Beyond marginal: “the city” as a political actor in a context of long-term ethnic conflicts  

Author:

Ana Aceska (Humboldt University Berlin)

Paper short abstract:

The city as such, as a specific spatial scale of human settlements, played a significant role in the big national narratives about the ethnic relations in postwar Bosnia. In this paper I focus on how policy makers constructed a powerful narrative in which “the city” is defined not as a marginal space, but rather as an important political actor in the ethnic relations in the post-war divided state.

Paper long abstract:

The city as such, as a specific spatial scale of human settlements, played a significant role in the big national and international narratives about the ethnic relations in Bosnia-Herzegovina in the period after the Yugoslav wars (1992-5). Based on interviews with policy makers and city officials, as well as ethnographic observations, this paper will give an insight on how national and international policy makers constructed a powerful narrative in which “the city” is not just a marginal player in the post-war reconstruction processes, but rather an important political actor and contributor to the ethnic relations in the post-war divided state of Bosnia-Herzegovina.

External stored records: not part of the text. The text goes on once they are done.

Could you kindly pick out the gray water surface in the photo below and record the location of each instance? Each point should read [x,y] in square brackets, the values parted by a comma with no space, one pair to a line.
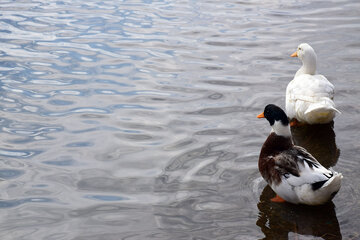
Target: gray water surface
[137,119]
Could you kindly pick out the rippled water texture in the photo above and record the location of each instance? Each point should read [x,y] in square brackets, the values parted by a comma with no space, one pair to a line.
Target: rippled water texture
[137,119]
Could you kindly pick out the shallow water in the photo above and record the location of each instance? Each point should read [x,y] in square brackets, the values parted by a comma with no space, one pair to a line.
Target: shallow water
[137,119]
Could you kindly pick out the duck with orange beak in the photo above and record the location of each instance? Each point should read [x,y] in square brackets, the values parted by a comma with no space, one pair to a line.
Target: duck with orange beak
[309,96]
[293,173]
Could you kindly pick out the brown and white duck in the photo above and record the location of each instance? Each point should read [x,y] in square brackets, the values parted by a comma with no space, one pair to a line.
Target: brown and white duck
[293,173]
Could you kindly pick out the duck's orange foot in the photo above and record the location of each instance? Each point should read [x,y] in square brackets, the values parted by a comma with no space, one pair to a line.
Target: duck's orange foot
[277,198]
[295,123]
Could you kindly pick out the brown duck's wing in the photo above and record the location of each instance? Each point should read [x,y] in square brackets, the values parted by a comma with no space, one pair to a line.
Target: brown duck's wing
[287,162]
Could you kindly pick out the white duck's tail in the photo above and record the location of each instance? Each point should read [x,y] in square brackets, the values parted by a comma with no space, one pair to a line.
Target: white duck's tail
[321,112]
[332,186]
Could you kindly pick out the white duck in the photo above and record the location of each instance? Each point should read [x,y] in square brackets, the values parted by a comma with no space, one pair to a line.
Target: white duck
[309,96]
[293,173]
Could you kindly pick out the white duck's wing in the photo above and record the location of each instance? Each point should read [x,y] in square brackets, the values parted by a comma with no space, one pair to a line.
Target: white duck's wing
[309,88]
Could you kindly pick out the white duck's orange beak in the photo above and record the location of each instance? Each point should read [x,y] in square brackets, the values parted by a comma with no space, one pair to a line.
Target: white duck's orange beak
[261,115]
[294,54]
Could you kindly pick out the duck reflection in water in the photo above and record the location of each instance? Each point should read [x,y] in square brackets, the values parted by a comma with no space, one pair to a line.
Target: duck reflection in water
[277,220]
[319,140]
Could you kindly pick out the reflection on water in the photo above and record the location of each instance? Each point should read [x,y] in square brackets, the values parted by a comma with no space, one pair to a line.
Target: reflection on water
[137,119]
[288,221]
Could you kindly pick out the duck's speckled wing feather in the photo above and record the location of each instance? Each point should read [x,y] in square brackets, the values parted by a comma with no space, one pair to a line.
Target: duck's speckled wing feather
[298,167]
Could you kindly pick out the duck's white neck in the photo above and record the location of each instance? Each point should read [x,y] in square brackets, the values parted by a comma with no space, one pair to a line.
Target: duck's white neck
[309,64]
[281,130]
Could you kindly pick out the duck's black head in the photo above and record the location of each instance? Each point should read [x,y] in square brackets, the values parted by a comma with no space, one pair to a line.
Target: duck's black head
[274,113]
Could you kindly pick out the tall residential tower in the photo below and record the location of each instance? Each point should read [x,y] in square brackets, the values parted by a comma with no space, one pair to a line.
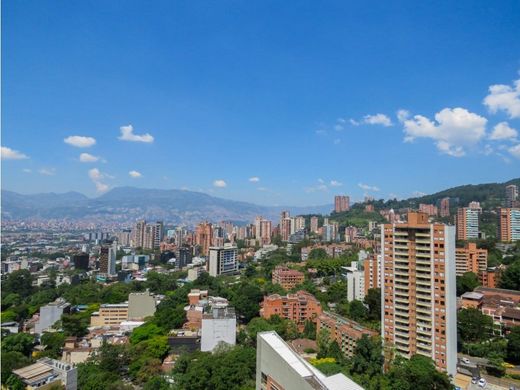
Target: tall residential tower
[419,290]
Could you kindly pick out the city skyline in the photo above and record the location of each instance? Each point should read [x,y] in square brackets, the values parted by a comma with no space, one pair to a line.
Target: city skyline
[284,108]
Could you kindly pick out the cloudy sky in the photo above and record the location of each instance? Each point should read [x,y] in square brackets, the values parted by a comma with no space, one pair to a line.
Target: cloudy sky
[264,101]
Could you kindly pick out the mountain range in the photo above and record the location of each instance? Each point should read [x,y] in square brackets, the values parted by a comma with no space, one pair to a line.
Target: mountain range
[126,204]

Indeed, since the earliest studies on cities it is commonly understood that ethnic and religious diversity is inherent to cities. The ideal city is always seen as ethnically and religiously diverse, and consequently, segregation in cities is always seen as a problem that needs to be solved. And yet, the case I will outline point to the need to understand how the city as such becomes bigger than the state and in which ways the political and ethnic fields of tension within the city relate to the big national narratives in places of long-term ethnic conflicts. I will try to answer what makes the city different from other spatial scales of human settlement, like the village, the neighborhood, or the region, in this particular context. Why planners chose cities as the most adequate spatial scale to address problems caused by ethic tensions? And most importantly, in what ways did the ethnic problems that are state-related or regionally based become just “urban”?